(Reuters) – European shares slumped nearly 1% on Thursday as heightened concerns about an economic slowdown and further rates hikes globally dented risk sentiment, while an escalating trade battle between China and the United States also weighed.
The pan-European STOXX 600 index dropped 0.8% by 0717 GMT, led by losses in the construction and materials index, which fell more than 1%.
Fed minutes on Wednesday showed that a united central bank agreed to hold rates steady at the June meeting to buy time and assess need for further rate hikes, even as the vast bulk expected they would eventually need to tighten policy further.
Meanwhile, U.S. Treasury Secretary Janet Yellen’s first trip to China will be on investors’ radar as she is likely to focus on recalibrating ties between the world’s two largest economies after Beijing’s new restrictions on exports of some metals sparked tensions.

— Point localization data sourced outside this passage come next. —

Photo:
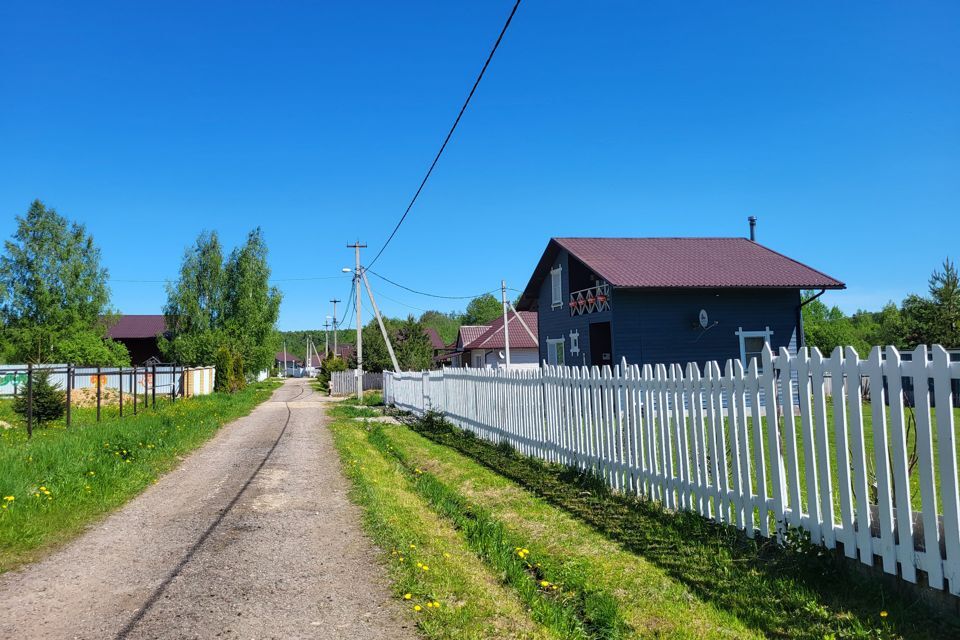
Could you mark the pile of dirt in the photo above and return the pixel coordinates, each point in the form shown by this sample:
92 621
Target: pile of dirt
87 397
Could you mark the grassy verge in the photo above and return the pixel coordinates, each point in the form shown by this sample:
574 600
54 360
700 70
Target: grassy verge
572 608
650 602
427 558
63 479
797 592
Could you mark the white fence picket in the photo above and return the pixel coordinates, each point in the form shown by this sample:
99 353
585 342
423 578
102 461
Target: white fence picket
728 445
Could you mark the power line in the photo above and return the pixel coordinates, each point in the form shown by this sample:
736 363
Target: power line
271 280
430 295
449 134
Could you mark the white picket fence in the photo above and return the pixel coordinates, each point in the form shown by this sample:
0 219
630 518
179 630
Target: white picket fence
725 445
344 383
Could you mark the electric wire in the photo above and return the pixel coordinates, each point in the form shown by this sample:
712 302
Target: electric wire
449 134
425 293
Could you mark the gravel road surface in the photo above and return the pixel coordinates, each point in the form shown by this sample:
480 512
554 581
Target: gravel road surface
251 537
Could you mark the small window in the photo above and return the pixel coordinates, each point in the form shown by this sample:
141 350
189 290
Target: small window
556 282
555 351
751 346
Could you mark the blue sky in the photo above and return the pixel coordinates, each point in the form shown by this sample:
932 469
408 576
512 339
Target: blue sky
837 124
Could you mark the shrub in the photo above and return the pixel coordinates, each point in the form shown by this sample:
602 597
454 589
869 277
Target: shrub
330 364
49 401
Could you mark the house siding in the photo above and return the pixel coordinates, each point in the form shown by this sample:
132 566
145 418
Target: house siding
558 323
662 326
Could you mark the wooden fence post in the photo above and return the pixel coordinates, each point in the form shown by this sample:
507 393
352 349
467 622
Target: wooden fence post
133 388
69 393
29 401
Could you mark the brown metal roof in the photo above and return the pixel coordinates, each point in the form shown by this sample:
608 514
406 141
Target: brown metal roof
137 326
683 263
469 333
435 341
493 337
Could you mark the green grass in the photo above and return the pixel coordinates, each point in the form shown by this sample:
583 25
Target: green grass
796 592
572 608
650 602
473 602
62 479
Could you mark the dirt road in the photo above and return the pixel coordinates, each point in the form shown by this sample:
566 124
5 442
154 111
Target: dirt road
251 537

German industrial orders rose significantly more than expected in May, due to large scale orders of ships, spacecraft and military vehicles.
Investors will closely monitor euro zone’s retail sales print due at 0900 GMT, with numbers expected to tick higher by 0.2% in May compared with a no-growth phase in the prior month.
Embracer, the top loser in the index, fell 0.8% after the gaming group raised 2 billion crowns ($182 million) in a share issue directed to institutional investors.